Ledakan Pengguna AI di Indonesia

  • 29 Agt 2025 23:15 WIB
  •  Ranai

KBRN, Ranai: Artificial Intelligence (AI) bukan lagi sekadar wacana masa depan. Di Indonesia, teknologi ini sudah menjadi bagian nyata dari kehidupan sehari-hari.

Ai berperan pulai dari membantu pekerjaan kantor, pendidikan, hingga belanja online. Bahkan AI kini hadir dalam genggaman masyarakat luas.

Pertumbuhannya terbilang pesat dan menempatkan Indonesia di jajaran negara dengan pengguna AI yang terbanyak di dunia. Hal ini diketahui berdasarkan data Statista Market Insights yang disajikan melalui kanal YouTube Katadata Indonesia.

Fari data itu, jumlah pengguna AI di tanah air mengalami lonjakan yang signifikan hanya dalam tiga tahun terakhir. Pada 2020, tercatat sekitar 150 ribu pengguna, sementara di 2023 angkanya sudah melesat hingga 1,04 juta pengguna.

Proyeksi ke depan pun menunjukkan tren optimistis dimana pada 2030, jumlah pengguna AI di Indonesia diperkirakan mencapai 3,33 juta orang. Fakta ini membuat Indonesia berada di peringkat ketiga global sebagai negara dengan kunjungan terbanyak ke aplikasi AI.

Antusiasme tersebut diperkuat oleh data dari Statista Consumer Insights, yang menunjukkan bahwa 41 persen responden di Indonesia merasa sangat tertarik memanfaatkan AI. Dengan angka tersebut, Indonesia berada di posisi keempat secara global dalam hal antusiasme masyarakat terhadap kecerdasan buatan.

Hal ini menegaskan bahwa teknologi AI bukan hanya fenomena sesaat, melainkan tren besar yang akan terus berkembang. Lebih dari sekadar penggunaan pribadi, AI juga mulai diadopsi dalam berbagai sektor strategis.

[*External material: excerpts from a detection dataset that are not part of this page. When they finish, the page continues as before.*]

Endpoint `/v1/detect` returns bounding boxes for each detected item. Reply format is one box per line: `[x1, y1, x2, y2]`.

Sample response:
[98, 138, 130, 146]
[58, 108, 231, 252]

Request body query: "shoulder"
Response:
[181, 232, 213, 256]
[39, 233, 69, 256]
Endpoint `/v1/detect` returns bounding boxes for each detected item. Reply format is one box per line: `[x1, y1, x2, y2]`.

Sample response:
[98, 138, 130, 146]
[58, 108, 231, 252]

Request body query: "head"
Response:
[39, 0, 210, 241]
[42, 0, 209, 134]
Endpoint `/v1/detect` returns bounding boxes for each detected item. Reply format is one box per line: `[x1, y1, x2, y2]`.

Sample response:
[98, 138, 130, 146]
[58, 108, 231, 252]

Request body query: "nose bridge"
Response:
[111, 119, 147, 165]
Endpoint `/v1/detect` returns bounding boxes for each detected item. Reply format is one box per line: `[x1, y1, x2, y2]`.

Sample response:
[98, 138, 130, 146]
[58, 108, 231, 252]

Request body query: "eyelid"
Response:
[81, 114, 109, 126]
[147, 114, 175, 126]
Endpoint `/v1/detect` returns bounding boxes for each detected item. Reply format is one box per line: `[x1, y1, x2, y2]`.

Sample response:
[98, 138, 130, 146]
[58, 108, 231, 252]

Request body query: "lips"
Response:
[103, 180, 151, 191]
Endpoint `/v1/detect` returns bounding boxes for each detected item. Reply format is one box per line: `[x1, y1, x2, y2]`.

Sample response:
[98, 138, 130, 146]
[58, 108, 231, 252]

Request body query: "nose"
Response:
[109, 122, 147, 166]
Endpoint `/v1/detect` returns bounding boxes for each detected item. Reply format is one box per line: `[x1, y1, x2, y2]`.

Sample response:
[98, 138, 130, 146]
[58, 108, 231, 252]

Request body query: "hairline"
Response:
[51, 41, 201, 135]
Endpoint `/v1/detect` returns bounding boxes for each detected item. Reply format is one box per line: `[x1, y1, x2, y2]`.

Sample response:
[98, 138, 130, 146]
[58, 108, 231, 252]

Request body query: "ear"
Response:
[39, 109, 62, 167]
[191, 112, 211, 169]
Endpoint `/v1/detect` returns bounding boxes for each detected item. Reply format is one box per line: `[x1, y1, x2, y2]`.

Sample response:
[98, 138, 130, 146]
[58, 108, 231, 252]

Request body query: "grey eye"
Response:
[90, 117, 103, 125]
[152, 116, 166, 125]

Laporan dari Populix menyebutkan bahwa dunia pendidikan dan e-commerce menjadi dua bidang yang paling awal merasakan manfaat AI. Kehadiran teknologi ini membuka jalan baru bagi peningkatan efisiensi, kualitas layanan, hingga penciptaan peluang ekonomi yang lebih luas.

google-preference

Rekomendasi Berita

Berita Terbaru Lainnya

Memuat berita terbaru.....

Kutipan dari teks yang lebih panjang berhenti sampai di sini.